Given the vicarious liability assertion ([28]), information about the content of any complaint made to the first respondent is capable of being regarded as information about the reasons for M’s alleged sexual abuse of the appellant, at least if the complaint refers to sexual abuse by M of a different child at the Home committed before the last act of sexual abuse allegedly committed by M against the appellant. ([31]).

Morrison JA was also of the view that the legislature cannot have intended that a respondent’s obligation to provide information could be met by the provision of information known to be false ([103]).. However as to the issues generally, Justice Morrison also disagreed with the primary judge,, saying at [132] – [133]:

Here the claim in negligence particularises an alleged cause of the personal injury based on, inter alia, omissions to act in the face of actual or constructive knowledge that SDA was being sexually abused by M: see paragraphs [62] and [63] above. In such a case the fact that there were complaints about M’s conduct, that is conduct during the period when SDA was at the Home, whenever those complaints were made, might be relevant information to explain the alleged cause of the injury, that is the failure to act.

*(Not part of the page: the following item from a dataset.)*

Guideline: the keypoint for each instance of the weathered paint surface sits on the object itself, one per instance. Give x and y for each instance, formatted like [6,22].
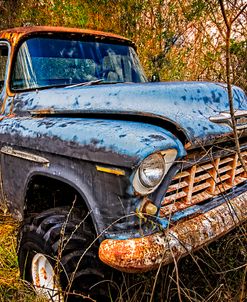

In other words, those complaints might be facts serving to explain the cause of the omission alleged to have caused the personal injury.

In my respectful view, the learned primary judge took an unduly constrained view of such complaints. His Honour reasoned that “information received 25 years after the fact could have had any bearing on what the [Diocese] did or did not do at the time of the incident, nor could it be said to have put the [Diocese] on notice of the risk”. But if those complaints revealed, for example, that someone had complained during the time M was in charge, that could be argued to be a fact that would have put the Diocese on notice as to M’s actions.